X-Men: First Class Review 0
The mood for the X-Men First Class trailer was sombre and serious – a step up from the previous X films and a giant ascension from the major Wolverine letdown. It also reminded me a bit of the Watchmen trailer; subdued and stylized, enticing viewers through subtlety rather than gratuitous explosions and cheap CGI. But where Watchmen was overly ambitious with its actual delivery, First Class struck a fine balance between ambition and expectation – it understood its audience and gave them exactly what they came for; a substantial, yet digestible summer blockbuster.
Central to any good comic film, are well-developed characters. In First Class, the two main protagonists are handled with compassion and instilled with credibility, with careful attention paid to the fragments of their lives and to the details that paint the picture of who they were prior to inheriting their super-mutant statuses. Before they were Professor X and Magneto, they were Charles and Erik, two friends allied in their mission to save humanity from the villainous Sebastian Shaw and an impending nuclear war. Overriding the initial friendship however, are opposing views on the coexistence of humans and mutants. “Killing will not bring you peace,” warns Charles. Erik, whose past was riddled with injustice and torment, asserts that “Peace was never an option”, thus laying the ideological differences that would go on to create the monumental rift between them.

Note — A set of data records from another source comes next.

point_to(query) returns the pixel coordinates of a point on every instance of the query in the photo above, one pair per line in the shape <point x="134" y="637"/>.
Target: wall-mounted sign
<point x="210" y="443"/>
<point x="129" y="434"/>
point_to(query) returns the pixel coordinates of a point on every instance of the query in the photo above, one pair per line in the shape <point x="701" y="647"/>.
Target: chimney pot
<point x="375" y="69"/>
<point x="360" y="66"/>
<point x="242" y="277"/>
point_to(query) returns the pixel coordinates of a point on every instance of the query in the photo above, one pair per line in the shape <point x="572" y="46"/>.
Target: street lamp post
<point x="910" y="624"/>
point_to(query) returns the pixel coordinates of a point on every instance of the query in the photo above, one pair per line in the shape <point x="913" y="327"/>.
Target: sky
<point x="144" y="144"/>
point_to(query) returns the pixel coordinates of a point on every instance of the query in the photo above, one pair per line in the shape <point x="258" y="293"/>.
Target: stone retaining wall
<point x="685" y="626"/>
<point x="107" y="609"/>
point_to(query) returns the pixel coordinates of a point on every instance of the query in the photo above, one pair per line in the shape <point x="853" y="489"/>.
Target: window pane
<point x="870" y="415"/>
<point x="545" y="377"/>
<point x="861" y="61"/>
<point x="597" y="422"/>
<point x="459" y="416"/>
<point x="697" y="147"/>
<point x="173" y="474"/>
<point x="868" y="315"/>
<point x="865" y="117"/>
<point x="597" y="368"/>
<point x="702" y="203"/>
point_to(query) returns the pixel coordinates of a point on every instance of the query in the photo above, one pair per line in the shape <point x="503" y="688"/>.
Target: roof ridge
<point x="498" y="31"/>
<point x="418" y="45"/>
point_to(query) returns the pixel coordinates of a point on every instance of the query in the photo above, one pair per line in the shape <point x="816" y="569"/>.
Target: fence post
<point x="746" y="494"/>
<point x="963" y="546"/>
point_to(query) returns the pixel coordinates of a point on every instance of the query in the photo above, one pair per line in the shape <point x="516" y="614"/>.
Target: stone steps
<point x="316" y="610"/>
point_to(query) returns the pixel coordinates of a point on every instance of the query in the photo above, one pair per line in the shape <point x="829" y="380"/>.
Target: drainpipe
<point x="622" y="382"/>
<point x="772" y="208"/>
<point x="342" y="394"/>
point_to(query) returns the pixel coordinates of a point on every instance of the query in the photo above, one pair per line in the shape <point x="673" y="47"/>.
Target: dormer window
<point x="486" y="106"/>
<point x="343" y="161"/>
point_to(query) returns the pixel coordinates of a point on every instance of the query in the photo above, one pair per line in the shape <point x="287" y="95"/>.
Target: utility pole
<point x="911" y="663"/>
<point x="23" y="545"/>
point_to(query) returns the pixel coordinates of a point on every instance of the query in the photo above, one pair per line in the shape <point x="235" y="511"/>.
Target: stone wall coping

James McAvoy and Michael Fassbender, as Professor X and Magneto respectively, were made for these roles. Major props to the casting director for recognizing true talent and enabling some credible onscreen chemistry – bromance in all its realness. I’ve always loved McAvoy for his brilliance and his boyish good looks and as Charles he shines – charming and sympathetic, wise and trustworthy. Michael Fassbender’s Magneto feels like a revelation – he’s as hot as he is troubled, burdened with internal turmoil and a thirst for vengeance, struggling to make his mark in the mutant world and save his fellow mutants from mankind’s cruelty. His heart is full of rage, but Charles teaches him how to summon his true strength with a calm serenity he doesn’t even know he had in one of the film’s more touching moments.
Both Xavier and Magneto are created with integrity and grace, rendering them more real, giving us reasons to care about their legacies. There is no good or bad, just two men with different world views, charting their destinies as legendary characters upholding pivotal roles in the human evolution saga. The supporting cast of misfits and mutants makes for a fun ensemble, an army establishing their positions on different ends of the superhero spectrum. Aside from some filler material, some requisite juvenile montage and the occasional yawn-inducing long-stretches of inaction, X-Men takes its superhero storytelling pretty seriously. Not since Dark Knight has there been a comic-film as engrossing and inspiring, as intelligent and entertaining as the backstory of Charles Xavier and Erik Lehnsherr. Batman set the bar for great superhero films and X-Men has made an admirable attempt to reach it, even though it hasn’t quite hit the mark.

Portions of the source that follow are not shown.